The people are really friendly and welcoming. And it's a very creative place - galleries are dotted about all over the island. Some are clustered together. The pace of life is much slower, property is very reasonably-priced. Yes, there are very few shops. One high school serves the whole of Skye.

But Joe loved it. A great place to grow up. Yet it has an ageing population. One school we saw has a total of five pupils; another had closed down a few years ago due to lack of intake.

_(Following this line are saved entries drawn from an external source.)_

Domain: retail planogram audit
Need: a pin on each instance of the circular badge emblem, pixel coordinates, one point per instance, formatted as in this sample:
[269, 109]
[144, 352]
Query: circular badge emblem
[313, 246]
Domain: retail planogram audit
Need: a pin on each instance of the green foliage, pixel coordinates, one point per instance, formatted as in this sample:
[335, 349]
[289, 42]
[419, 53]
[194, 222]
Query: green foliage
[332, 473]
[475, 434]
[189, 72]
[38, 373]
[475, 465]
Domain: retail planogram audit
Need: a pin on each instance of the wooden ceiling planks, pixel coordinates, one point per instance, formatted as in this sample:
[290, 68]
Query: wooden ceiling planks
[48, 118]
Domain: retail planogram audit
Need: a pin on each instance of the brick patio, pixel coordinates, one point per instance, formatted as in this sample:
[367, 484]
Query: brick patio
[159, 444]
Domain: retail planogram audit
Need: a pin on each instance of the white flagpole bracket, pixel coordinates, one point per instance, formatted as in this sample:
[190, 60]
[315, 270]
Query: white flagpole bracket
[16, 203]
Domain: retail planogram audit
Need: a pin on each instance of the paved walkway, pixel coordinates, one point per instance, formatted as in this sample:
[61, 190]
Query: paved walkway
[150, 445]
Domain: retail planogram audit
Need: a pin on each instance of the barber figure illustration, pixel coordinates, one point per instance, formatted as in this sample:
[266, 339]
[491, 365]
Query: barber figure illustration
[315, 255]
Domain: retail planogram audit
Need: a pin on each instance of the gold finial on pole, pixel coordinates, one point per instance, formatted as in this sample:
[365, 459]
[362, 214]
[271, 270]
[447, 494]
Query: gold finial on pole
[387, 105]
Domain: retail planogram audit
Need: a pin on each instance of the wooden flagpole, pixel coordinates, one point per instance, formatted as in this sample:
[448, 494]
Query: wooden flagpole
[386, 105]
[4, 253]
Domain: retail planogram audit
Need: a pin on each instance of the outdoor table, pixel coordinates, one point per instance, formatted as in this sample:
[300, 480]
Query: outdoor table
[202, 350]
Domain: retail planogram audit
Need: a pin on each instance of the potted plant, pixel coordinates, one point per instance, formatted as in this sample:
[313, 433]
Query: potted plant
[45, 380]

Realistically it could be unfair to take an only child to live somewhere with not that many playmates.

Still, enough of the pondering.

I can confirm that there's very good ice cream to be had.

And beaches which look like a page from a Mediterranean holiday brochure.

There are little islands everywhere along the shore, some with seals basking on them. We had a cuckoo in the garden and Highland cattle down the road.

Gorse everywhere.

Lighthouses and pine forests, harbours and castles.

We did some touristy things and visited the main town too. But mostly we just explored and meandered and slowed down.

I have so many other pictures of Skye. Some are really beautiful.

Maybe I'll share some in a 'looking back at June' type of post.

Of course, I bought a few things. I tend to follow my mum's tradition of buying presents for the house when I go on holiday, so we came away with a few prints (one from here) and a little ceramic crofter's cottage. And some undyed wool which I'm currently knitting with.

And no end of seashells, pebbles and stems of cotton grass. Again, perhaps another post...

Thank you for reading. It's a long one this time!

I'm looking forward to catching up with my favourite blogs. This evening I have to mount and package lots of prints (which I spent yesterday making) ready to take to the Lake District gallery on Saturday. 

Perhaps on Sunday we can take things a bit easier. Because you know that a holiday with a three-year-old isn't really about relaxing, is it?